南アフリカの金やダイヤモンド利権はロスチャイルドの手に落ち、次にインドの財宝が狙われ、最後はアジア最大の中国が狙われ、アヘンで国家が支配されるようになってしまいました。

中国の阿片で財をなしたのが、ロスチャイルドと縁戚関係にある、サッスーン財閥(紅茶や安室奈美恵が宣伝しているシャンプーでも有名)、ジャーディン・マセソン商会(マンダリンホテルグループはこの会社の傘下)であります。

最近、鉄鉱石の値上げで、「 リオ・チント・ヂング 」 という会社の名前をよく聞くと思いますが、これはロスチャイルドの会社で、この江戸時代から地下資源を求めて世界中に進出してきた資源会社で、パリでキューリー夫人が放射能の研究をするためのラジウム、ポロニウム、ウランなどの鉱石はこの会社が提供したものです。

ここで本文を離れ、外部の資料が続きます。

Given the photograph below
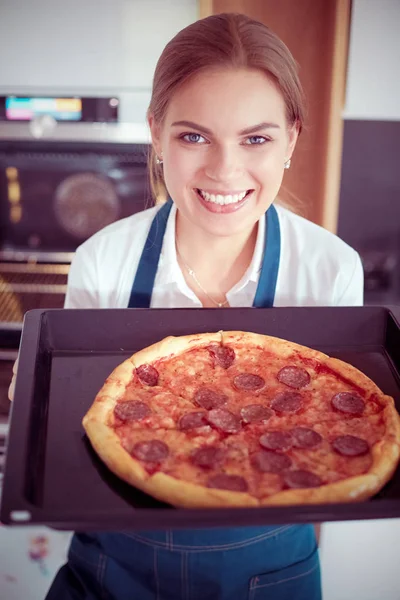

ロスチャイルドが、キューリー夫人のパリでの放射能の研究を支援した関係から、フランスは原子力産業に強く、電気の約80%は原子力でまかなっており、現在でもヨーロッパ中に原子力でつくられた電気を売っています。

未来のエネルギーの核融合炉(ITER)の実験設備の建設で、日本と最後まで誘致争いをしていたのがフランスであったのも、記憶に新しいと思います。

また、ダイナマイトで有名なノーベルは、ロシアのバグー油田で掘削していましたが、資金繰りに困り、ロスチャイルドに融資を仰ぎ、その後火薬で大成功を収めました。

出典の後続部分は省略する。